Quietly bumbled and buzzed into sight, a finely tuned specimen possessing endless light. Swiped in the direction of the mind’s eye and happy it coincided on the other side. Restaurants, bars, tango classes and biology practice. She’s a Kataract, cascading with style, Technical and exact, making every experience worthwhile. Her jive is to be the architect of her hive and this bee’s honey comes in the form of sweet music. I’m digging her vibe and Cc:’ed those surrounding a compilation of beats produced by this infamous killah bee. Cheddar cheesing when we’re buzzing together, however allergic is one to be stung, fatal effects occur, yet stuck to her like gum. This serenading sorcerer is flavourful, sweet and knows exactly how to make a heartbeat weep. I’m asking myself, “Could this be the one bee incapable of killing me?”
Buzzing together and it feels like we’re flying, but I’m slowly dying from another’s sharp stings to my heart. Not holding back the truth I say to you, “She broke me in two. So ‘trust’ is something ‘new.’” We promised to only speak the truth, because we’ve both been victims of lies’ abuse. Your wounds and words assure me of your understanding and if it wasn’t for you, I’d probably never go to therapy and/or share my writings. I admire your maturity and ability to respond and not react. Though you get me, I’m still struggling with the damage I’ve been ignoring to start repairing. We talk about mental health and you recommend seeking psychiatric assistance. “I’m not here to give answers or tell what to do, but I wan’t to help you. I’ll just be at your side during this painful ride.” Were your words to me, that I took gladly, but I was hoping you’d fix me. I really wish I met you before I got so f*cked up. “This isn’t fair, I don’t wan’t to keep you waiting” are my words to communicate my heart’s uncertainties. It’s becoming clear to me that I must singularly face my daemons.
Talks with my therapist end with dripping eye sockets and I’m glad you acknowledge what must happen.
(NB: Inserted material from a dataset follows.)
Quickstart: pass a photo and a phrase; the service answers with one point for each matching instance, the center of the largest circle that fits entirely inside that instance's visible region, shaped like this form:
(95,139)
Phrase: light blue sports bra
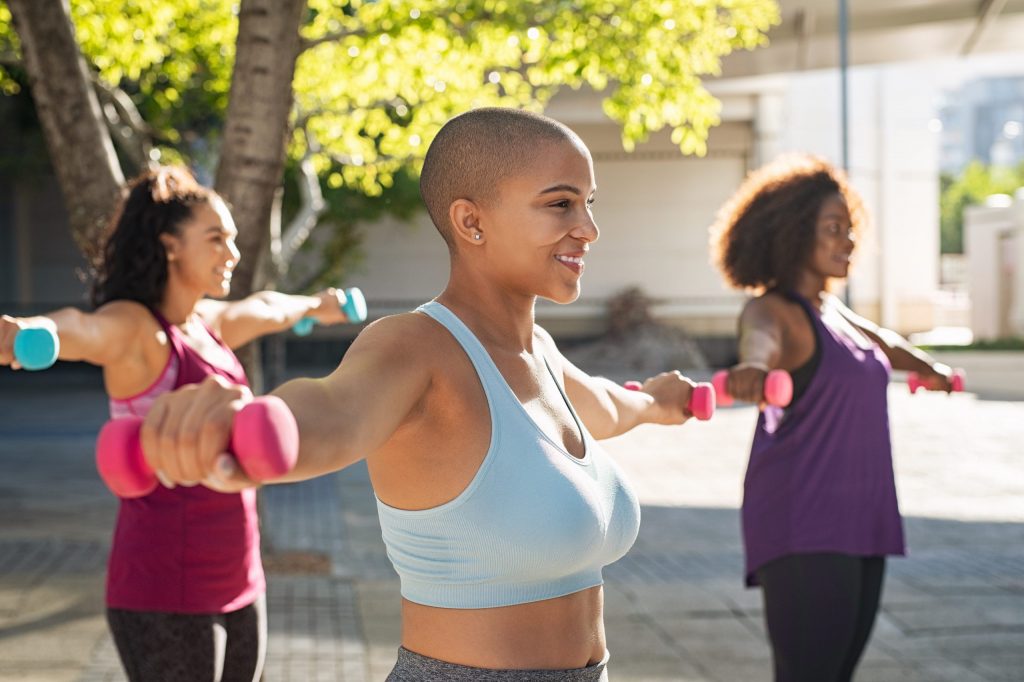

With a smile you say, “It’s ok, maybe we’ll see each other again someday.” I sigh in relief and smile back. Then you quietly threw, “But there’s one thing, I know it’s not me so I’m questioning you, have you been romantic with anyone else?” Not shocked because we both have issues with trust, but I am pissed because I’ve never hidden anything from you. I respected and valued you enough to not mix in another’s chemicals. I say, “No. Plus we promised another that we trusted to tell the other if we would ever.” Your skeptical look and shake of your head say you doubt what I said. My words can only say so much and you’re not letting my actions talk. I’m speaking truth but it isn’t enough and you left with mouthful of sour tastebuds. Though you may still think ill of me, I only have nice things to say about thee. I’m glad you came into my life and I’ve learned a lot from our time together. We tried this experiment and tested the hypothesis of trust. But scientists test theories and may comeback with different lab results, you came back positive and ready to debate. As I’m staring at my negative results wondering if it’s really me who’s made the mistake.